Diceva: «Io sono anticlericale, il mio spirito è religioso». Si definì «diversamente credente». Lei che ne dice?

«Talvolta mi diceva: credo sia il Vangelo la fonte che mi ispira e mi guida, del resto era un pilastro anche per Gandhi! Amava una frase di San Paolo, “spes contra spem”, per lui era un chiodo fisso: di fronte alle manifestazioni di violenza e di crudeltà di questo mondo, ripeteva, credo che dobbiamo continuare a opporci anche contro ogni speranza, anzi dobbiamo essere speranza».

Personalità complessa…

«Su questo non c’è dubbio, molto profonda e complessa. Una volta, scherzando, gli ho detto: il tuo angelo è un po’ come San Marco, un leone! E lui: vero, io mi sento un leone! Non si rassegnava, non era rassegnato».

Poche settimane fa aveva detto: «Non ho paura di morire. E poi altri vent’anni così, sai che palle!». Avete parlato della morte?

«Non in astratto, ma rispetto all’amicizia. Noi siamo anziani, gli dicevo, ma io spero di restare tuo amico per sempre, anche se ci tocca morire ci dobbiamo ritrovare; e sono sicuro, caro Marco, che quando staremo davanti a Chi ci giudica, dalla folla si alzerà qualcuno di quei milioni di affamati che dicono: Marco ha lottato per noi! E questo ti varrà tanto. Lui mi abbracciava, a volte non finivamo di abbracciarci».

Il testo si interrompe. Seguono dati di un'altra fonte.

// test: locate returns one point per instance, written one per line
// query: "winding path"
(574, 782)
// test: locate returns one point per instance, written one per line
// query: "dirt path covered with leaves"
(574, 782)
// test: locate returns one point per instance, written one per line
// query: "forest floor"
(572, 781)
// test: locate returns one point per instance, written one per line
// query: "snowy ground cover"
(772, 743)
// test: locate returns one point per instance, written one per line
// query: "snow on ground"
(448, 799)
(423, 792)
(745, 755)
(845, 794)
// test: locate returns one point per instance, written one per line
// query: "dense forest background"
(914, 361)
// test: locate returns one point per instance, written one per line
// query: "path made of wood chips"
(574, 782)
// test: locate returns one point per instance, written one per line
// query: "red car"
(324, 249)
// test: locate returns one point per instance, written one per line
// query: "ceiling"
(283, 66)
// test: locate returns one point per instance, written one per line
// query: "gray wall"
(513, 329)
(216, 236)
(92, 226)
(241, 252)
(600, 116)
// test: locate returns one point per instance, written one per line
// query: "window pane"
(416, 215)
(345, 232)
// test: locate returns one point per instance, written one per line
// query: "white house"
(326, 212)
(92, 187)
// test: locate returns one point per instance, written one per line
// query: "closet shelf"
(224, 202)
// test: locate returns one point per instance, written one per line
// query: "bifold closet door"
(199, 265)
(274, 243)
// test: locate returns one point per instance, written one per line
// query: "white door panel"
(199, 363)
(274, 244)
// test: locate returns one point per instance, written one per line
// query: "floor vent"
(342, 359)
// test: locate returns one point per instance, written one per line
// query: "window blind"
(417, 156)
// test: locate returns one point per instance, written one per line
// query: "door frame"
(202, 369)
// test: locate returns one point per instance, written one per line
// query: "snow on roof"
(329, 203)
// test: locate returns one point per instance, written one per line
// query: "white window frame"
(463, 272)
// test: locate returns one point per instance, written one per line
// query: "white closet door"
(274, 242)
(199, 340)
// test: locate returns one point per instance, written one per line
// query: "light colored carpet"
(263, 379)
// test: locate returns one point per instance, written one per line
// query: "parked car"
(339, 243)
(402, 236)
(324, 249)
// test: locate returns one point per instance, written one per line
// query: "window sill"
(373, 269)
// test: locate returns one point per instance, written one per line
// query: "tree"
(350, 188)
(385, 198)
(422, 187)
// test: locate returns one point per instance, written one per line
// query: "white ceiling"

Pur nelle ovvie differenze, che cosa ha trovato di ammirevole nella vicenda politica di Marco Pannella?

«Lo spendere la vita negli ideali in cui ha creduto, senza fare di questi ideali un piedistallo per arricchirsi o avere un potere che non fosse quello della sua parola e delle sue idee. Credo sia questo che in lui ha apprezzato anche Francesco. Un uomo che è sempre stato ricco delle sue idee».